Rectangular box without a top has a volume of 216 in$^3$. Find dimensions of the box with the smallest surface area. Use second derivative test.
So this is what I came up with not sure where it will lead me. $$ 216=xyz\\ z=216/xy\\ $$ So $$ \text{Surface Area}= 2xy+2xz+yz = 2xy+2x(216/xy)+y(216/xy). $$ That's all I got, don't know where to got from there.
We don't need any calculus to find the minimum surface area - AM-GM works fine.
Solution 1. AM-GM
We have the surface area as $xy+2yz+2zx$ with the constraint of $xyz=216$.$$xy+2yz+2zx = xy+\frac{432}{x}+\frac{432}{y} \ge 3 \sqrt[3]{xy \cdot \frac{432}{x} \cdot \frac{432}{y}} = 3\sqrt[3]{432^2} = 108 \sqrt[3]{4}$$ The equality holds at $x=y=6\sqrt[3]{2}$ and $z=3\sqrt[3]{2}$.

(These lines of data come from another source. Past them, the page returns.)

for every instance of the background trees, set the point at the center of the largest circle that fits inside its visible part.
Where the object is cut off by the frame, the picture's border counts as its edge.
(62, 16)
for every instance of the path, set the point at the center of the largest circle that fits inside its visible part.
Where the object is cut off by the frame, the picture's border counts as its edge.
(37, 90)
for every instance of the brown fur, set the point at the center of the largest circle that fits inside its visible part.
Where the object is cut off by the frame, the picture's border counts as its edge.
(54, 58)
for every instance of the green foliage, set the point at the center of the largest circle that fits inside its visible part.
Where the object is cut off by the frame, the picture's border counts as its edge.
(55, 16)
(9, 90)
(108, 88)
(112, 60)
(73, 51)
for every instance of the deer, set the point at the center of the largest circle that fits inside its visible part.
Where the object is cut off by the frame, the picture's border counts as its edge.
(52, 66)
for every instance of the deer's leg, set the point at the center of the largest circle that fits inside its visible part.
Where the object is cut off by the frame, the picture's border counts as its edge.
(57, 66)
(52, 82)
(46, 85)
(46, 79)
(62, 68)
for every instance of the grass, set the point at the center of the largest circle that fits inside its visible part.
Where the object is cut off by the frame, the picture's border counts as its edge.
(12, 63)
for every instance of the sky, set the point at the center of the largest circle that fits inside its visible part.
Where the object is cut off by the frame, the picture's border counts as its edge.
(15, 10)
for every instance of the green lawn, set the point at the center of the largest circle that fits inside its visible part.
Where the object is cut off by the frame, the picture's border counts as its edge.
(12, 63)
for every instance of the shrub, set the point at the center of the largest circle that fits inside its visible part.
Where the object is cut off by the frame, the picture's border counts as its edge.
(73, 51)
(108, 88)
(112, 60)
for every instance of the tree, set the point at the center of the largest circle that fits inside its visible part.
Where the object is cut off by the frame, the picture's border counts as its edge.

Solution 2. Second Derivative Test
Again, the surface area is $f(x,y)=xy+\frac{432}{x}+\frac{432}{y}$.
Now $f_x(x,y)=y-\frac{432}{x^2}=0$ and $f_y(x,y)=x-\frac{432}{y^2}=0$.
This gives $x^2y=xy^2=432$, so $x=y=6\sqrt[3]{2}$, and $z=3\sqrt[3]{2}$ follows.
Now $f_{xx}(x,y)=\frac{864}{x^3}$, $f_{yy}(x,y)=\frac{864}{y^3}$, and $f_{xy}(x,y)=f_{yx}(x,y)=1$.
We have $$D = f_{xx}(x,y) \cdot f_{yy}(x,y) - f_{xy}^2(x,y) = \frac{864^2}{x^3y^3}-1 = \frac{864^2}{432^2}-1=3 > 0$$
So we have a local minimum. We are done.